Ward Sentenced To 10 Years Behind Bars for Murder of James “Jamie” Cockayne

Jahlil Ward

After three-and-a-half years, two trials and two convictions, Jahlil Ward was sentenced to 10 years behind bars last week for stabbing 21-year-old Jamie Cockayne to death on a Cruz Bay street.

Cockayne had spent a few months on St. John in 2007 waiting for British Virgin Islands officials to clear his paperwork before taking a sailing instructor job on Virgin Gorda. The Pennsylvania resident had recently celebrated his 21st birthday when he had a run-in with Ward and two other St. John men the night of June 19, 2007.

Cockayne got into an altercation with Ward, Anselmo Boston and Kamal Thomas outside of the Front Yard Bar in Cruz Bay shortly after midnight on June 19, 2007.

During two trials, prosecutors alleged that the three men followed Cockayne up the street from the bar to the area near Fashion Palace in Estate Enighed where they beat and stabbed him to death before fleeing.

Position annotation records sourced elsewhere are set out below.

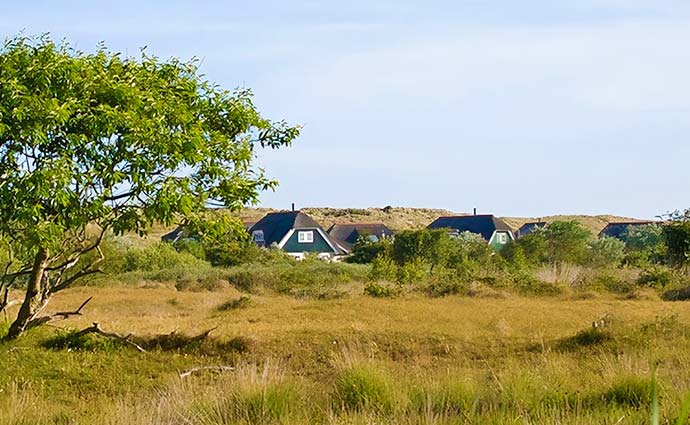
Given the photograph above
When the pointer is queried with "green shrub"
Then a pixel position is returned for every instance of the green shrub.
(677, 238)
(365, 250)
(191, 246)
(233, 253)
(412, 272)
(644, 244)
(243, 279)
(567, 242)
(606, 251)
(383, 268)
(443, 283)
(159, 256)
(363, 388)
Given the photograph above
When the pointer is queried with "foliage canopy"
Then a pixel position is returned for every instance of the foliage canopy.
(97, 141)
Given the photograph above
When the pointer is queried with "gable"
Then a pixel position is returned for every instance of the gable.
(484, 225)
(318, 242)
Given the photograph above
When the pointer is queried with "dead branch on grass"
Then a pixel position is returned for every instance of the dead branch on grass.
(96, 329)
(199, 369)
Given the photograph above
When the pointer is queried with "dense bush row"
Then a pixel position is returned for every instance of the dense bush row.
(562, 256)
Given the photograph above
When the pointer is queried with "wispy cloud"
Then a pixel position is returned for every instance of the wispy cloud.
(631, 66)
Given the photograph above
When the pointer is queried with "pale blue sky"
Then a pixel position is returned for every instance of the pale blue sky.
(517, 108)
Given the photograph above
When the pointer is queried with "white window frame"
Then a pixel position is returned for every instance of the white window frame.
(305, 236)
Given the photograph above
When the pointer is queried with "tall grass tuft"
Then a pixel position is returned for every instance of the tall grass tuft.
(360, 386)
(258, 395)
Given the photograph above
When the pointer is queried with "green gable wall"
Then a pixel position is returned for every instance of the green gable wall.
(319, 244)
(494, 241)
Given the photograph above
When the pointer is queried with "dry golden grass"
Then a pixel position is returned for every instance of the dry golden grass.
(449, 360)
(157, 310)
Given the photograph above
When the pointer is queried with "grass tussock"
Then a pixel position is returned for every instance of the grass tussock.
(242, 302)
(405, 360)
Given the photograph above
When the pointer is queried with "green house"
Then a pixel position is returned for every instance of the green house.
(295, 233)
(494, 230)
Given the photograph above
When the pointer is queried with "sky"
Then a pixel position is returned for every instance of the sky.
(526, 108)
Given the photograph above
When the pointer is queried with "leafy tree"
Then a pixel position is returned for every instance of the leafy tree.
(92, 143)
(530, 249)
(422, 246)
(470, 247)
(644, 244)
(677, 236)
(606, 251)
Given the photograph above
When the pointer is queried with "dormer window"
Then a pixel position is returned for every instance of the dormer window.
(305, 236)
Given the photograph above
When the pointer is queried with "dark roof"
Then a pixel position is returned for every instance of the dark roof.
(484, 225)
(276, 225)
(530, 227)
(347, 234)
(616, 230)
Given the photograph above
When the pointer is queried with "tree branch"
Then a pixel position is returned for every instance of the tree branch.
(220, 368)
(96, 329)
(59, 315)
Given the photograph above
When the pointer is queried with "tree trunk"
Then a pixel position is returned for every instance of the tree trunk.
(36, 295)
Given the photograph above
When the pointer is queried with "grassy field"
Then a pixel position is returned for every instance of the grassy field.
(485, 360)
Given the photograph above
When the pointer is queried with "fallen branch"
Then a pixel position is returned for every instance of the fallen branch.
(192, 371)
(96, 329)
(59, 315)
(202, 335)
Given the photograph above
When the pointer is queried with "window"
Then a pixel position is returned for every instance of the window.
(305, 236)
(502, 238)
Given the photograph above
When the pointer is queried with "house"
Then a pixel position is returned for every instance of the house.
(182, 233)
(617, 230)
(295, 233)
(346, 235)
(496, 232)
(530, 227)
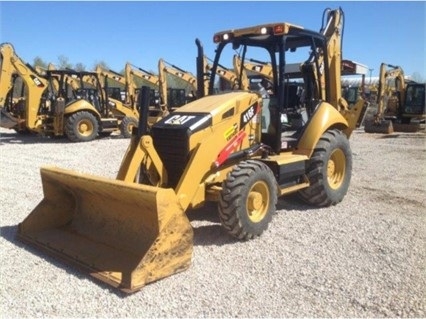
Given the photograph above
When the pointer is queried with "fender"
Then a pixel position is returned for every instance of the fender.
(81, 105)
(325, 117)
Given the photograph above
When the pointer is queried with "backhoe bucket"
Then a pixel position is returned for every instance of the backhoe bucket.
(8, 121)
(125, 234)
(384, 126)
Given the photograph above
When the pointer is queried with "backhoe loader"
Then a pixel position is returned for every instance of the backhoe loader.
(135, 75)
(125, 109)
(175, 97)
(48, 108)
(235, 147)
(400, 104)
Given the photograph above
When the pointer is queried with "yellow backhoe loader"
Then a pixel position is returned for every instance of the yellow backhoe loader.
(400, 104)
(135, 75)
(60, 104)
(236, 148)
(125, 109)
(176, 97)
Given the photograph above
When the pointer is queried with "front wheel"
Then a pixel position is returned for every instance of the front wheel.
(81, 127)
(248, 199)
(329, 170)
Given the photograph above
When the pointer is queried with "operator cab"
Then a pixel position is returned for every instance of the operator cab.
(296, 87)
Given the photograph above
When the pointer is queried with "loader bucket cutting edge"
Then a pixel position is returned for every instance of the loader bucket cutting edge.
(124, 234)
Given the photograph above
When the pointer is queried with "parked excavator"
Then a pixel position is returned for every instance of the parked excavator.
(124, 107)
(176, 97)
(400, 104)
(225, 74)
(135, 75)
(236, 148)
(47, 107)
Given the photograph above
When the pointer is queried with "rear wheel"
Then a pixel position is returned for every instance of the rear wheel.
(81, 127)
(329, 170)
(247, 200)
(126, 126)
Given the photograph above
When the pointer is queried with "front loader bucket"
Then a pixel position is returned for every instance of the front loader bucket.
(124, 234)
(7, 120)
(384, 126)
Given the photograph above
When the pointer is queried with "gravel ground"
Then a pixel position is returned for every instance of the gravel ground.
(362, 258)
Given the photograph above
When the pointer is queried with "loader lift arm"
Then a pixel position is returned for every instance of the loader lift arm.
(133, 230)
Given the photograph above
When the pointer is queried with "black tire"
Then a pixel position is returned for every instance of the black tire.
(248, 200)
(126, 126)
(81, 127)
(329, 170)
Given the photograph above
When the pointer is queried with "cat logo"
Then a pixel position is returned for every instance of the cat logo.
(179, 119)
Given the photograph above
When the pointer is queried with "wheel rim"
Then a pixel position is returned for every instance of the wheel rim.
(85, 128)
(336, 168)
(257, 201)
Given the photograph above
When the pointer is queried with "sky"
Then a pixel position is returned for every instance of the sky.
(142, 32)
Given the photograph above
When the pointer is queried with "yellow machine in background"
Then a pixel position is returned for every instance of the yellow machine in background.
(176, 97)
(400, 104)
(237, 148)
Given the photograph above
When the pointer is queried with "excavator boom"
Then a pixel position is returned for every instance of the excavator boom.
(238, 148)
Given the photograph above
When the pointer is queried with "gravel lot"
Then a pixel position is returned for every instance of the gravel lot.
(365, 257)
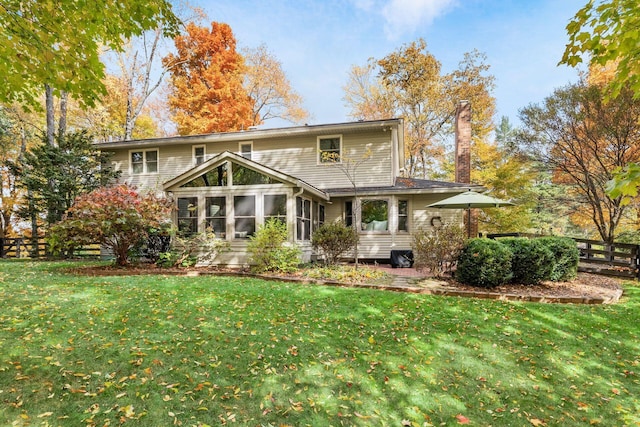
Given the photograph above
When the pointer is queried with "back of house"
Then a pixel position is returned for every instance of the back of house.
(305, 175)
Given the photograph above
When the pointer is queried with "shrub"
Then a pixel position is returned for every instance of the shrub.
(532, 260)
(334, 239)
(438, 252)
(269, 249)
(566, 255)
(118, 218)
(191, 250)
(484, 262)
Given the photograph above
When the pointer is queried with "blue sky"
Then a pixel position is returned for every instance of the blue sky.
(318, 41)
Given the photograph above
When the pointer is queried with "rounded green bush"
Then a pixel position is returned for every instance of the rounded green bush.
(532, 260)
(485, 263)
(566, 256)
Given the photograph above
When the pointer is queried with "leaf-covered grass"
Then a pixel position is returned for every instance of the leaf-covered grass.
(196, 351)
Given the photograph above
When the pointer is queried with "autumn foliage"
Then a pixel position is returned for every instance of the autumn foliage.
(118, 217)
(207, 75)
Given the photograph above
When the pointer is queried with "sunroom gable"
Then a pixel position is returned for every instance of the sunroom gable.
(215, 173)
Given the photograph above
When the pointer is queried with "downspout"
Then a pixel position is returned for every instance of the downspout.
(395, 158)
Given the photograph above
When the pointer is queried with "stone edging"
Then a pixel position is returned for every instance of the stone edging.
(436, 290)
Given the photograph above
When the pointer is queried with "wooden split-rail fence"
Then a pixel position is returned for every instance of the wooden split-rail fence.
(24, 247)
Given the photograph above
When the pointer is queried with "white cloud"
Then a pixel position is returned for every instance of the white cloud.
(405, 16)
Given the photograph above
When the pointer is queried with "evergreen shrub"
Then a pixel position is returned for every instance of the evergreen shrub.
(532, 260)
(484, 262)
(566, 256)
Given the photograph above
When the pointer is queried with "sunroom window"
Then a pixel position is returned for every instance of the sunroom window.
(275, 206)
(303, 219)
(187, 215)
(216, 215)
(245, 216)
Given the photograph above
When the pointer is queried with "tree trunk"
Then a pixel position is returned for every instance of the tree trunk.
(48, 91)
(62, 122)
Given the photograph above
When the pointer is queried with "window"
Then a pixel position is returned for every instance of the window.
(216, 177)
(303, 219)
(144, 161)
(329, 149)
(348, 213)
(403, 215)
(245, 216)
(275, 206)
(246, 176)
(187, 215)
(216, 215)
(375, 215)
(198, 154)
(318, 215)
(245, 149)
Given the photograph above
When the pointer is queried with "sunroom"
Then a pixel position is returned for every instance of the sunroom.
(232, 196)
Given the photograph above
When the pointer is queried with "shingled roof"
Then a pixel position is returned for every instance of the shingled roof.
(407, 186)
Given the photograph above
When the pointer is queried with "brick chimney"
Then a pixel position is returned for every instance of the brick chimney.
(463, 155)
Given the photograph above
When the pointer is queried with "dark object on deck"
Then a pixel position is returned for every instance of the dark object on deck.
(401, 259)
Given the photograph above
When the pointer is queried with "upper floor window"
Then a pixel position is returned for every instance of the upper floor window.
(198, 154)
(144, 161)
(329, 149)
(246, 148)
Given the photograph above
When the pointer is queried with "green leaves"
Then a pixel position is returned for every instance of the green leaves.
(58, 43)
(607, 32)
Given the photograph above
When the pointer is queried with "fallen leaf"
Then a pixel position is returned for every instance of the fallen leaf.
(462, 419)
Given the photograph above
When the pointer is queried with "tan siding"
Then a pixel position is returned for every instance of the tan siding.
(295, 156)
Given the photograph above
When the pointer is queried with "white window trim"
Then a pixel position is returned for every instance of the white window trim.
(193, 153)
(397, 215)
(389, 215)
(249, 143)
(319, 157)
(144, 161)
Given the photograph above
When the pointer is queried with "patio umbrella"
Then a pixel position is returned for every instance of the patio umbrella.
(467, 200)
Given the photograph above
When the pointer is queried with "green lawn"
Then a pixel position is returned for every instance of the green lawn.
(196, 351)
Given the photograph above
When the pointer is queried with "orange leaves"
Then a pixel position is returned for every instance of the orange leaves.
(207, 76)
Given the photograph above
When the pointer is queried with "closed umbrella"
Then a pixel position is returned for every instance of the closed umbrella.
(467, 200)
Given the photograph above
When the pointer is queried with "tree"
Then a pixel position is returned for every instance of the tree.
(117, 217)
(410, 83)
(581, 138)
(107, 120)
(510, 176)
(57, 44)
(270, 90)
(607, 31)
(55, 175)
(207, 77)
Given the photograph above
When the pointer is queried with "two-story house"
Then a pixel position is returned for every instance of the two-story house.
(233, 182)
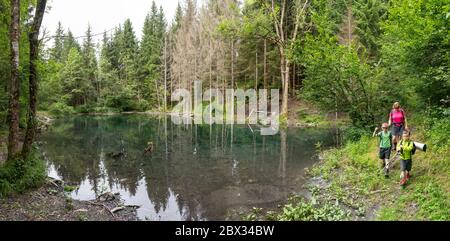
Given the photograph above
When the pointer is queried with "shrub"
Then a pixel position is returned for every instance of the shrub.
(20, 175)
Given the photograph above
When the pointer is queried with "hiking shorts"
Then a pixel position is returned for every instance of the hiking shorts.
(385, 153)
(397, 130)
(406, 165)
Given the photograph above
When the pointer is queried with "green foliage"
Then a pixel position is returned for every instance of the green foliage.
(415, 48)
(21, 175)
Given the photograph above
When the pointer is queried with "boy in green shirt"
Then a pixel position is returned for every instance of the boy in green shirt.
(385, 138)
(406, 149)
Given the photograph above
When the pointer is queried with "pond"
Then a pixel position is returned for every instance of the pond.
(195, 172)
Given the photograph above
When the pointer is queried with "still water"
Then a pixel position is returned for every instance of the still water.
(194, 172)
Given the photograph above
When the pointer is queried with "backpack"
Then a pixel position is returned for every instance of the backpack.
(413, 151)
(392, 115)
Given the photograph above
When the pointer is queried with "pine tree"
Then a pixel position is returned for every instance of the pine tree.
(73, 76)
(90, 65)
(69, 42)
(58, 47)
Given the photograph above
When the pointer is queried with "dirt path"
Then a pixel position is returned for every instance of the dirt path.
(52, 203)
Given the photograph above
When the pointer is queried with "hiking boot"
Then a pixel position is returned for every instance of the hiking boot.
(408, 176)
(403, 182)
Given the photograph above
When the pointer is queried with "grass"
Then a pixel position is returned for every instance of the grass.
(21, 175)
(352, 186)
(354, 171)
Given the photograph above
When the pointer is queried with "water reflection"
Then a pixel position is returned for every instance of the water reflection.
(194, 172)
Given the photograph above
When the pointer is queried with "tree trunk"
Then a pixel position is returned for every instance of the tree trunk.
(33, 86)
(266, 86)
(14, 85)
(256, 71)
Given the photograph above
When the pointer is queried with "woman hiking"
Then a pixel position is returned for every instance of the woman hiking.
(398, 121)
(385, 141)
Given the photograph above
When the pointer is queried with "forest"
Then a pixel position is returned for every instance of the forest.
(354, 57)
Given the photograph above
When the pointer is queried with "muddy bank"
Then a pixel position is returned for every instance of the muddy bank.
(52, 203)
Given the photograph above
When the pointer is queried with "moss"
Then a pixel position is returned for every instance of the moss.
(20, 175)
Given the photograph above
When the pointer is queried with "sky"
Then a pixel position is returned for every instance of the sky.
(102, 15)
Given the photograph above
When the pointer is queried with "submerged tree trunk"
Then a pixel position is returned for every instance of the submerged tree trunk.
(33, 78)
(14, 85)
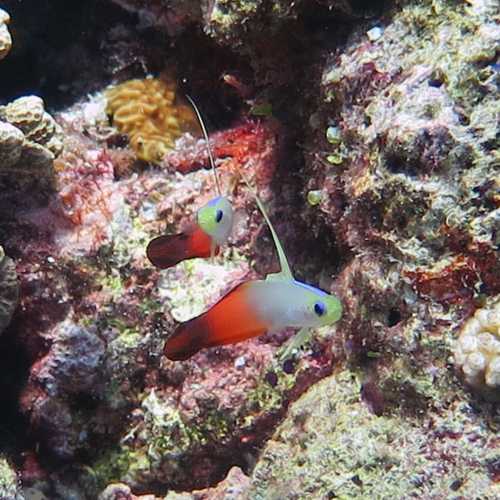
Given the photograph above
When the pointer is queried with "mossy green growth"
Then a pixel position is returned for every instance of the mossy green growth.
(8, 482)
(331, 446)
(115, 464)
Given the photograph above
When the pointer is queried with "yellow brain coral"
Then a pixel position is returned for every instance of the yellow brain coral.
(477, 349)
(149, 112)
(5, 39)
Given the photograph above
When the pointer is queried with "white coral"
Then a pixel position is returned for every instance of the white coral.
(477, 349)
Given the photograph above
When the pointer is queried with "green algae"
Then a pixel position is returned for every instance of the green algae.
(331, 446)
(9, 486)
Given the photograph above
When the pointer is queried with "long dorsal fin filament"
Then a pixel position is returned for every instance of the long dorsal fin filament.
(286, 272)
(205, 134)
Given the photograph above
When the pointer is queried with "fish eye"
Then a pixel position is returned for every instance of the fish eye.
(319, 308)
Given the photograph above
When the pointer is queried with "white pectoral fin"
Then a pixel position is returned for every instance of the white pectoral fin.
(295, 343)
(213, 246)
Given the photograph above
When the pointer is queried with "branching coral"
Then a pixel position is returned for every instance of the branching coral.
(477, 349)
(28, 114)
(30, 138)
(151, 114)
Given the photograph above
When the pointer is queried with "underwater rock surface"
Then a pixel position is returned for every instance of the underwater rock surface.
(377, 155)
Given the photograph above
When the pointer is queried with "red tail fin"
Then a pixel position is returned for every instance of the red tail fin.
(168, 250)
(229, 321)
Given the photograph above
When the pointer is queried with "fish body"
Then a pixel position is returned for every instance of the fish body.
(252, 309)
(202, 239)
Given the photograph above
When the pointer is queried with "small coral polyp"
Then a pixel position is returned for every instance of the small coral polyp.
(477, 350)
(148, 111)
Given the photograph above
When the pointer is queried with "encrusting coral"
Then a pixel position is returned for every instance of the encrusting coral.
(150, 113)
(5, 38)
(477, 349)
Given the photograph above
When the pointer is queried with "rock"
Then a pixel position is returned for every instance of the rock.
(9, 289)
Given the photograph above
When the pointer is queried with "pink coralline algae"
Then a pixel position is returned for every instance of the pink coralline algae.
(95, 314)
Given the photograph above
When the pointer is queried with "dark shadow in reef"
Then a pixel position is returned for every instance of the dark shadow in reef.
(62, 53)
(14, 369)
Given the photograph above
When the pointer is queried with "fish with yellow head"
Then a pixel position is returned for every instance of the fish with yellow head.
(203, 238)
(256, 307)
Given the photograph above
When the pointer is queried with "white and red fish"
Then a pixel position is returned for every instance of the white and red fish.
(256, 307)
(204, 237)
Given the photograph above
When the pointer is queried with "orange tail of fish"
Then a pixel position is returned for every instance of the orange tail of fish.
(168, 250)
(229, 321)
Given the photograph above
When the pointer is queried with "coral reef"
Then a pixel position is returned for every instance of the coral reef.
(377, 155)
(9, 289)
(477, 349)
(30, 139)
(330, 446)
(28, 115)
(5, 38)
(150, 113)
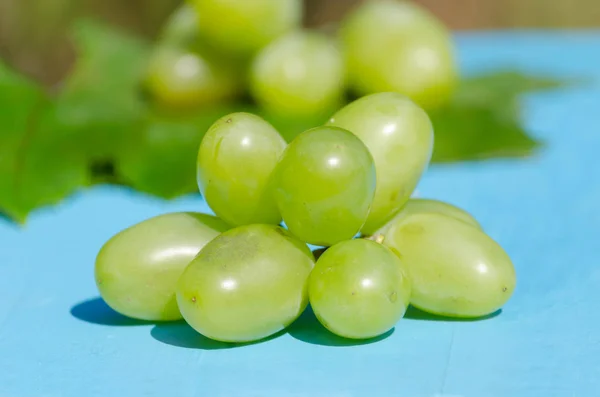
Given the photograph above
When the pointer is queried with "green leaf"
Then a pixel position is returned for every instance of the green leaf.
(101, 99)
(38, 165)
(160, 157)
(483, 120)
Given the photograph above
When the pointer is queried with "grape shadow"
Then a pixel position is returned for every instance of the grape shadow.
(96, 311)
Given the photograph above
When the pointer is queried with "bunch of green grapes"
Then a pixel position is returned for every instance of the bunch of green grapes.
(240, 276)
(212, 52)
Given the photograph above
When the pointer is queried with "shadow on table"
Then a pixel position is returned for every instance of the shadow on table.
(412, 313)
(96, 311)
(308, 329)
(180, 334)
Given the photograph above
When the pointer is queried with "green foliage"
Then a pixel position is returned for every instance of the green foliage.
(53, 146)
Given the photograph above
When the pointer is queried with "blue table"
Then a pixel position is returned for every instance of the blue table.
(57, 339)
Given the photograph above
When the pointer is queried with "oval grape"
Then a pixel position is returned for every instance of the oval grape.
(179, 78)
(242, 27)
(399, 136)
(456, 270)
(137, 269)
(246, 284)
(298, 75)
(399, 46)
(358, 289)
(428, 206)
(235, 161)
(324, 185)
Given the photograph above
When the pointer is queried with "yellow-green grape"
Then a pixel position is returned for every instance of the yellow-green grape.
(247, 284)
(235, 161)
(358, 289)
(399, 136)
(181, 29)
(324, 185)
(179, 78)
(456, 269)
(398, 46)
(137, 269)
(428, 206)
(244, 26)
(300, 74)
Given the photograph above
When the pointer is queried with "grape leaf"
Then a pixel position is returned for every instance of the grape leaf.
(38, 165)
(160, 156)
(484, 118)
(101, 101)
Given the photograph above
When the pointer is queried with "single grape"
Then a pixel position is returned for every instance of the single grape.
(181, 28)
(358, 289)
(456, 270)
(399, 136)
(324, 185)
(300, 74)
(426, 206)
(137, 269)
(180, 78)
(246, 284)
(242, 26)
(399, 46)
(235, 161)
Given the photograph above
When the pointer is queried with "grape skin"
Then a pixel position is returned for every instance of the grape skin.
(243, 27)
(235, 161)
(399, 136)
(456, 270)
(420, 206)
(358, 289)
(137, 270)
(324, 185)
(179, 78)
(247, 284)
(399, 46)
(298, 75)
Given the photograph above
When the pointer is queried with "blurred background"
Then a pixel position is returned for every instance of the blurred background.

Cockayne suffered eight stab wounds including one to the femoral artery and he bled to death on the Cruz Bay street before emergency responders arrived.

Boston and Thomas were arrested in late 2007 and Ward was nabbed by VIPD on June 27, 2008. All three defendants faced a jury in a joined trial in October 2008. Jurors in that trial found Ward guilty of first-degree murder, third-degree assault and weapons charges. The jury acquitted Boston and Thomas of murder, but found both men guilty of assault and weapons charges.

In July 2009, V.I. Superior Court Judge Brenda Hollar tossed Ward’s murder conviction because prosecutors had not shared a piece of evidence. Hollar overturned the convictions of Boston and Thomas in September 2009 after learning that Cockayne’s family had paid several witnesses who testified during the trial.

The second time around, Hollar ordered Thomas and Boston’s trial to be separate from Ward’s trial. In March 2010, Boston and Thomas faced their second jury, which convicted both men of third-degree assault and weapons charges again.

Hollar sentenced both men in November 2010 to about eight years in jail. They are currently serving those sentences.

Ward faced his second jury in December 2009 and that time around he was convicted of second-degree murder. In July 2010, Hollar threw out that conviction on grounds that prosecutors had prevented a defense witness from returning to the territory to stand trial.

Instead of facing a third trial this month, Ward accepted a plea deal of one count of voluntary manslaughter, which carries a maximum sentence of 10 years. Ward used what is known as an Alford Plea, which allowed him to submit a guilty plea in court while still maintaining his innocence.

Hollar handed down the maximum sentence of 10 years in prison for the 24-year-old St. John man in V.I. Superior Court on Thursday, January 6, according to a report in the V.I. Daily News.

Ward’s sentence includes time served and he was ordered to pay $10,000 for Cockayne’s funeral expenses, according to the report. Before announcing Ward’s sentence, Cockayne’s parents Bill and Jeanie Cockayne, his bother Jeff and uncle, Peter Goetz, gave statement impacts to the judge, according to the report in the V.I. Daily News.

Ward’s sister and a family friend also addressed the court during last week’s sentencing, according to the report.